Nieuw boek Marc Vandepitte over NGO’s en druppels op een hete plaat?by christophe callewaert Monday, Feb. 23, 2004 at 2:13 PMchristophe@indymedia.be Elk jaar vullen we plichtsgetrouw het overschrijvingsformulier van onze favoriete ontwikkelingsorganisatie in. Maar heeft dat wel zin? Het lijkt alsof al dat geld samen met de goede wil en de tomeloze inzet van de ontwikkelingswerkers verdwijnt in een bodemloze put. In het boek De kloof en de uitweg gaat auteur Marc Vandepitte na hoe het komt dat de kloof tussen noord en zuid zelfs na dertig jaar ontwikkelingssamenwerking nog steeds dieper wordt. Meer nog: Vandepitte geeft ook aan hoe het anders kan.
Vandaag is de kloof minstens tweemaal zo groot als dertig jaar geleden. Dit ondanks de vele goede voornemens en beloftes die met de regelmaat van de klok worden verkondigd op internationale conferenties. De voorzitster van 11.11.11 Mieke Molemans, die het voorwoord schreef van De kloof en de uitweg, wordt er soms een beetje moedeloos van. “Als je de vakliteratuur leest, word je bedolven onder de analyses: over hoe het komt, over waarom het blijft bestaan. De draak met de vele koppen. Machtsblokken, MNO’s, lobbyisten, internationale organisaties, maffia, extreem rijken, legers… in één groot logisch verband: het wereldwijde kapitalisme. Een wet van Meden en Perzen?”

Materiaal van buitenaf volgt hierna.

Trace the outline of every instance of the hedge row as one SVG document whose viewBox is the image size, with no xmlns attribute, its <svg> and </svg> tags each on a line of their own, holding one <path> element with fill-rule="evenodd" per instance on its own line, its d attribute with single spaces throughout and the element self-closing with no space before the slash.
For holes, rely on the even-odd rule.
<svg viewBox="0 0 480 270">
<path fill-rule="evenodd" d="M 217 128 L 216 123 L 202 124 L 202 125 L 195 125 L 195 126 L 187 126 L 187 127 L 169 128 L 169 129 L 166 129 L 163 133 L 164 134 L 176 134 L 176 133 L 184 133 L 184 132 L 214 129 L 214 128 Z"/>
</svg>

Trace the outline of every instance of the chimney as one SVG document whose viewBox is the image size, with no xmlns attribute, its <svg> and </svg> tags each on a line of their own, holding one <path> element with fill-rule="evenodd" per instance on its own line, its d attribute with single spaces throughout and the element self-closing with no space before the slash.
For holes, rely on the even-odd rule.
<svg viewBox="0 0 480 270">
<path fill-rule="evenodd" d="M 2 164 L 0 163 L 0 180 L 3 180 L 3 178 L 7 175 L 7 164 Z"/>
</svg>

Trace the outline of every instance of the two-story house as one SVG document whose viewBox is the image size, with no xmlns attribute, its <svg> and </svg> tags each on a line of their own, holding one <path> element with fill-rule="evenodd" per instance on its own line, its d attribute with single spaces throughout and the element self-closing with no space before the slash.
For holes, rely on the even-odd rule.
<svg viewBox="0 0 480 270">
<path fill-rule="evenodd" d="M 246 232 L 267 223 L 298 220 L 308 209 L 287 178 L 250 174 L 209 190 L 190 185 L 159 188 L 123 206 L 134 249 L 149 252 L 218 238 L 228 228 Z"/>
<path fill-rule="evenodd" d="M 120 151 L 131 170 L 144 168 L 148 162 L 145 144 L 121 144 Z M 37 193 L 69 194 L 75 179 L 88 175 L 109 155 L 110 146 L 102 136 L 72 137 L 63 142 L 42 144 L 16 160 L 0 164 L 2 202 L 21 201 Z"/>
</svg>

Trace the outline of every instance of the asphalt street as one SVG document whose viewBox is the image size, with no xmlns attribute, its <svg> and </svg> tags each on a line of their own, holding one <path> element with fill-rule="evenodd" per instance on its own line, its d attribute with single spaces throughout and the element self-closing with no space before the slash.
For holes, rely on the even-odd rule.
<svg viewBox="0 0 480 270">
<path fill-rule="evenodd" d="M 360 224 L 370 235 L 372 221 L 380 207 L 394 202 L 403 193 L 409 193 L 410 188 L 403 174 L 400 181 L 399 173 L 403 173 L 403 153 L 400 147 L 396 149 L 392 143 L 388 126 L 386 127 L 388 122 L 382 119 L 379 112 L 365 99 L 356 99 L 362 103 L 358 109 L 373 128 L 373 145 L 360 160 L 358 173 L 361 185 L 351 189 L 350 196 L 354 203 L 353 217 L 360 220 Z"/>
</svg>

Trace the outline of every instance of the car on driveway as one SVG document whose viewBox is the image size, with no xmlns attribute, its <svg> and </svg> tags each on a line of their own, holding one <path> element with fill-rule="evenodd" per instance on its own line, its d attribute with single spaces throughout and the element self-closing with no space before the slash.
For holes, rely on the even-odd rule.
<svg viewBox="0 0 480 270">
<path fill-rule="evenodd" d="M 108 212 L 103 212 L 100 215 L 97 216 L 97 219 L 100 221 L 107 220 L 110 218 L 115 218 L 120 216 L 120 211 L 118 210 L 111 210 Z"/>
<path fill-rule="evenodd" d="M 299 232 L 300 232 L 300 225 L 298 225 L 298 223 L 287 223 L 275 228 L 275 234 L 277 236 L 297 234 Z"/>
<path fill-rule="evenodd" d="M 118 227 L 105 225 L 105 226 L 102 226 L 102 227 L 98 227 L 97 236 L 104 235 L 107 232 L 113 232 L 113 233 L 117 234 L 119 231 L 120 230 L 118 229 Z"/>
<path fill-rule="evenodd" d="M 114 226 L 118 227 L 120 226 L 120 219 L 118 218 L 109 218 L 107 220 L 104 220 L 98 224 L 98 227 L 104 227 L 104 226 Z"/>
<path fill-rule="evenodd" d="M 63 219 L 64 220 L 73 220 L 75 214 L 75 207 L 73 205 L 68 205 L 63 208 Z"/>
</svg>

Het eerste hoofdstuk van De kloof en de uitweg bevat dezelfde analyses. Het gaat niet goed met de wereld. Om maar enkele cijfers te noemen: tweehonderd multinationals hebben alle touwtjes in handen. Eén Indonesische arbeider verdient 21 eurocent per sportschoen van Nike die in de winkel 500 keer zoveel kosten. Het bezit van 450 multimiljardairs is groter dan dat van de helft van de totale wereldbevolking. Eén miljard mensen zijn vandaag armer dan 25 jaar geleden. Een kwarteeuw nul komma nul ontwikkeling dus. Toch volstaat jaarlijks 100 miljard dollar om de armoede uit te roeien. Dat is een achtste van wat elk jaar aan wapens wordt besteed.
De nuchtere stijl waarmee Marc Vandepitte deze ellende beschrijft roept herinneringen op aan het baanbrekende boek Globalisering en chaos van Ignacio Ramonet. Maar Vandepitte gaat een stap verder dan de hoofdredacteur van Le Monde Diplomatique. De feiten en de analyse dienen hier vooral als inleiding op de oplossingen en voorstellen die in het tweede deel van het boek aan bod komen. Volgens Marc Vandepitte is er iets grondig fout met de spelregels van het systeem. En zolang we die niet veranderen “is het rommelen in de marge, zijn het druppels op een hete plaat.”
De auteur is dan ook niet mals voor bepaalde NGO’s. In het slechtste geval maken NGO’s integraal deel uit van het neoliberale project. Met het mes op de keel worden de overheden van derdewereldlanden verplicht af te slanken. Scholen en ziekenhuizen sluiten hun deuren en de NGO’s staan klaar om in het gat te springen terwijl ze zonder schroom geld ontvangen van Westerse regeringen en zelfs van banken en ondernemingen. Maar voor alle NGO’s geldt dat na de val van de Muur het geloof in een alternatief samen met het communisme in de nevelen van de geschiedenis verdween.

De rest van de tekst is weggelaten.